Introduction: Early sepsis detection is crucial because it associates with approximately a 4-8% increase in mortality for each hour of delayed treatment.
Aims: In this study, we propose a neural network to early detect sepsis based on physiological data.
Methods: We formalize this problem as a sequence labeling task which assigns a label (sepsis or not) for each timestamp based on 40 time-dependent physiological variables. Primarily, we interpolate missing data and scale data features to the range from 0 to 1. Our proposed neural network consists of 3 residual learning blocks sequentially and followed by a CRF layer to output the probability of sepsis in each timestamp. Each residual learning block consists of the following layers in order: Batch Normalization, Relu Activation, Convolutional, LSTM, Relu Activation layer. We use Convolutional and Bidirectional LSTM layers to capture the latent features and temporal dependency, respectively. Batch Normalization is used for reducing overfitting. The output and input of the residual block are summed up using an add operation. The last CRF layer is used to capture the transition probability between timestamps. The network takes raw data as input and does not require any feature engineering. Because the training dataset is highly imbalanced, we apply a sampling technique in which for each sequence that has sepsis we randomly cut some portions of it to generate new training sequences.
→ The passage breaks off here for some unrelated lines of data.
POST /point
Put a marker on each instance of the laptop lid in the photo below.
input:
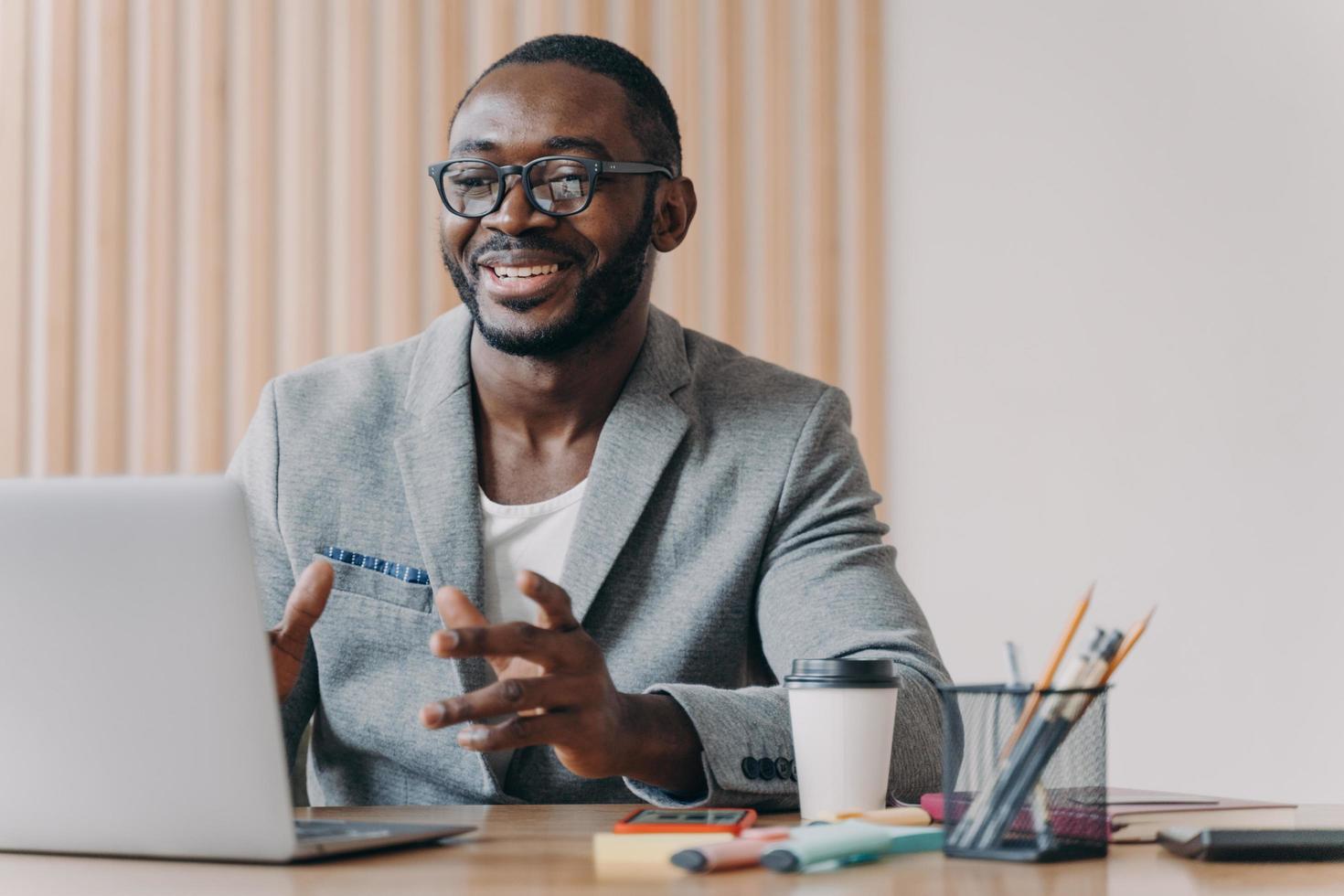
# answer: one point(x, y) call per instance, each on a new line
point(137, 704)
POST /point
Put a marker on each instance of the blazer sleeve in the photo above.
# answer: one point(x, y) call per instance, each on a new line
point(828, 589)
point(256, 465)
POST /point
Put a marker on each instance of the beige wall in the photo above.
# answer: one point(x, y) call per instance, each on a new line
point(197, 197)
point(1115, 343)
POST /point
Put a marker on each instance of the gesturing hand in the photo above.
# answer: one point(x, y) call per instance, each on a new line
point(555, 688)
point(289, 640)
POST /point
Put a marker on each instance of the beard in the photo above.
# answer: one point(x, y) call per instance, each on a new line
point(598, 301)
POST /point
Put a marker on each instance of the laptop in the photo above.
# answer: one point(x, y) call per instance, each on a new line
point(137, 703)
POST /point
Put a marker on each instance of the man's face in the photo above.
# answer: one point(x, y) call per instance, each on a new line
point(515, 114)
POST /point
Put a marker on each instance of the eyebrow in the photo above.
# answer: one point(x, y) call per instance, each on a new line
point(560, 143)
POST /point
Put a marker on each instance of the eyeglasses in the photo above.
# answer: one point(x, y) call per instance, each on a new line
point(557, 186)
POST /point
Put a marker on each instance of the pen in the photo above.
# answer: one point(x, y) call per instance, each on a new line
point(1049, 675)
point(1040, 798)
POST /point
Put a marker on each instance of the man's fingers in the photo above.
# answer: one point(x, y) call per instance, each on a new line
point(519, 731)
point(305, 604)
point(456, 610)
point(499, 699)
point(507, 640)
point(557, 610)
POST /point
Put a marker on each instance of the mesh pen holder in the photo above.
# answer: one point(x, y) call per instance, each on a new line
point(1041, 801)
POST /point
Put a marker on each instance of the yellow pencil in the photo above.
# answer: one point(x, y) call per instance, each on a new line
point(1049, 675)
point(1126, 645)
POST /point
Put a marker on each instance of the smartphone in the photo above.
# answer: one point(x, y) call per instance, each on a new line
point(686, 821)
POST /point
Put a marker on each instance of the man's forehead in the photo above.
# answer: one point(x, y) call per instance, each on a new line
point(551, 106)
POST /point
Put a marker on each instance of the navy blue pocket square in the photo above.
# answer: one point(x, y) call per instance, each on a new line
point(377, 564)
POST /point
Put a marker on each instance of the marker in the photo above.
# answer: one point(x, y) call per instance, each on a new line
point(737, 853)
point(848, 842)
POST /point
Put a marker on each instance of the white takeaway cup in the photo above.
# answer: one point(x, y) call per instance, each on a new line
point(844, 713)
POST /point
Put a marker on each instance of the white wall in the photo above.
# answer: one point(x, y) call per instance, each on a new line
point(1117, 352)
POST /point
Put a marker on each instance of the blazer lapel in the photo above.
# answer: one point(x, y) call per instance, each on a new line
point(637, 441)
point(437, 457)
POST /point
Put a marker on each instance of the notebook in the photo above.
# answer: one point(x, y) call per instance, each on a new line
point(1136, 816)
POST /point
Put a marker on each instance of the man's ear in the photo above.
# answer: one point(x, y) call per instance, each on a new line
point(677, 208)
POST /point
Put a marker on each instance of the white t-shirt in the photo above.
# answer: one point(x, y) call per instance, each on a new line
point(515, 538)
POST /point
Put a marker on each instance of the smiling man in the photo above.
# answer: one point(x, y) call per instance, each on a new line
point(558, 549)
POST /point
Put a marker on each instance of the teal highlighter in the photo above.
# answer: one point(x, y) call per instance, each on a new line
point(847, 842)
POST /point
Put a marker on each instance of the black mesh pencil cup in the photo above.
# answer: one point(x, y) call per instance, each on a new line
point(1032, 792)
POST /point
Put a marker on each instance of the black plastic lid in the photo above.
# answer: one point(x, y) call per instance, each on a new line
point(841, 673)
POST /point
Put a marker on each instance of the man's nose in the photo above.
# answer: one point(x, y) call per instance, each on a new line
point(515, 212)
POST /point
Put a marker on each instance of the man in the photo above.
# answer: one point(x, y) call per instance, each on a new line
point(574, 547)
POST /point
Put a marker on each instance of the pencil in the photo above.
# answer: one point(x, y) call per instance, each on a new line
point(1049, 675)
point(1128, 644)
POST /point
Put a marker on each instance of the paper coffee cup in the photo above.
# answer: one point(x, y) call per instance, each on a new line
point(843, 713)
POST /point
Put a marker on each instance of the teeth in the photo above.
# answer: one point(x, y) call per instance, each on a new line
point(526, 272)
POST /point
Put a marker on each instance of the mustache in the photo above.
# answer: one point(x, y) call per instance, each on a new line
point(537, 242)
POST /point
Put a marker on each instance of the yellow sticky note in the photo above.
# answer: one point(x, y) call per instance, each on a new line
point(649, 848)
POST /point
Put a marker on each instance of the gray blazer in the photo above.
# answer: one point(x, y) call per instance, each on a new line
point(726, 529)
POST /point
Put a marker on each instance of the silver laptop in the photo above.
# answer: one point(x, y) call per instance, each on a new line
point(137, 703)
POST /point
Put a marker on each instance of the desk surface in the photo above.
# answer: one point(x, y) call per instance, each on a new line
point(526, 849)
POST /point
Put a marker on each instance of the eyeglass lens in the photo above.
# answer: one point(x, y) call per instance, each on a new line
point(560, 186)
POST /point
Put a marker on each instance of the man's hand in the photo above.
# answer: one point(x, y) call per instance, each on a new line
point(289, 640)
point(555, 688)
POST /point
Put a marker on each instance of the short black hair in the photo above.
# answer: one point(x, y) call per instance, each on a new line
point(652, 116)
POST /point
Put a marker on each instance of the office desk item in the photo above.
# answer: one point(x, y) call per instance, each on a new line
point(1252, 845)
point(737, 853)
point(1136, 816)
point(900, 816)
point(548, 849)
point(1051, 667)
point(843, 716)
point(847, 842)
point(649, 848)
point(136, 688)
point(986, 802)
point(686, 821)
Results: We evaluate our method with 40336 records provided by PhysioNet for the challenge of 2019 using 5-fold cross-validation. In each fold, we use 32268 records for training and the remaining 8068 records for testing. The average Receiver-Operating-Characteristic AUC, Precision-Recall AUC, Accuracy, F-measure, and Utility are 0.95, 0.37, 0.98, 0.38 and 0.68, respectively. We show that our proposed technique is superior in all metrics as compared to those of the Conditional Random Field with feature engineering.